Kotlin / kotlin-spark-api

This projects gives Kotlin bindings and several extensions for Apache Spark. We are looking to have this as a part of Apache Spark 3.x

Geek Repo:Geek Repo

Github PK Tool:Github PK Tool

RDD support

Jolanrensen opened this issue · comments

For now we are limited to use JavaRDD and using JavaSparkContext to have easy-to-work-with RDDs in Kotlin.
My suggestion is to provide a Kotlin wrapper (or set of extensions) for the Scala RDD class to be able to work with those as well. Converting between RDDs and Datasets can also be made accessible using this.

@khud could you please look into it? I remember that you've had some support for RDDs, is it possible to incorporate your work inside our current solution?

A couple of years ago I tried to do so. It's not so easy, because it needs a lot of boilerplate code.

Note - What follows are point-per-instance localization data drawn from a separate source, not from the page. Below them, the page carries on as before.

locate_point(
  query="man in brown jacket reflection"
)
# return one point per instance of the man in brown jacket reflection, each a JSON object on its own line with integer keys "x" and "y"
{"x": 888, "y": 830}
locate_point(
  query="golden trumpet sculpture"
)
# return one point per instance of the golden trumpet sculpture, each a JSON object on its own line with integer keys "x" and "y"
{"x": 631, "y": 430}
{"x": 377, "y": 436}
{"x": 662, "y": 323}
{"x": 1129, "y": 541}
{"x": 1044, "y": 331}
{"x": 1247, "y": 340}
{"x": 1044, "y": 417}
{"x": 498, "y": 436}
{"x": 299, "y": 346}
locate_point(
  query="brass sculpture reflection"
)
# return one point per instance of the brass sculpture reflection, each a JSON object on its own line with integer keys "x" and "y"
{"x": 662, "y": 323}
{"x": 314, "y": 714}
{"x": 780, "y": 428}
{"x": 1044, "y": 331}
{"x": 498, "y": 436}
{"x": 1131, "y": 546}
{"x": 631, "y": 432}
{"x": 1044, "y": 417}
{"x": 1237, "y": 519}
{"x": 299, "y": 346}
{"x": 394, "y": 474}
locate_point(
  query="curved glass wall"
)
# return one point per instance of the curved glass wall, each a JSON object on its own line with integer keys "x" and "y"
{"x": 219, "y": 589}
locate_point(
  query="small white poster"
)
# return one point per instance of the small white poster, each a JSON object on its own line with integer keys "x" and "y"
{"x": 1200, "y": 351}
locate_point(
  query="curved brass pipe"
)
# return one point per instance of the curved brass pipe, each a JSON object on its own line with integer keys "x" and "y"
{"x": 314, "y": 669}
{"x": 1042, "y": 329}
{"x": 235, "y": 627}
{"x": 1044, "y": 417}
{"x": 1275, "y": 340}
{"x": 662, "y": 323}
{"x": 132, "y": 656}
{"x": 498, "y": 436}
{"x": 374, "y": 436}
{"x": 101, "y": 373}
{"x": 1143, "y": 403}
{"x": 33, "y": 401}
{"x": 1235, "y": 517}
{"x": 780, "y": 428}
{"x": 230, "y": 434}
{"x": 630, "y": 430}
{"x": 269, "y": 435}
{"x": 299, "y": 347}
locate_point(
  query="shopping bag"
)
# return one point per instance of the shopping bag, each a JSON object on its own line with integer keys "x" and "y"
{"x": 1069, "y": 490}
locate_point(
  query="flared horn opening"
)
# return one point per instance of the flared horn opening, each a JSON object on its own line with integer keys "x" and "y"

I believe JavaRDD works well with Kotlin:

val rdd = sc.parallelize(listOf(1,2,3))
rdd.map { it * it }.reduce { x, y -> x + y }

I'm sure that some problems exist but it would be great to know what particular kind of improvement makes you happy.

@Jolanrensen do you have any further questions about RDD support?

@asm0dey sorry for the late response. No, it's clear. I do think it might be a bit confusing for users to use Java RDD and Java SparkContext in Kotlin, but @khud is right that it would need a large amount of boilerplate code. It would be ideal if Apache would encompass Kotlin into the Spark API like they did with Java, but for now, using the Java classes together with this API is the best we've got.

@Jolanrensen there is an issue about it in Apache Spark's Jira: https://issues.apache.org/jira/browse/SPARK-32530
You can vote and even comment there. We're interested to be included in upstream too.

Closing it for now as won't fix due to lack of demand. We'll reopen it if the demand will grow.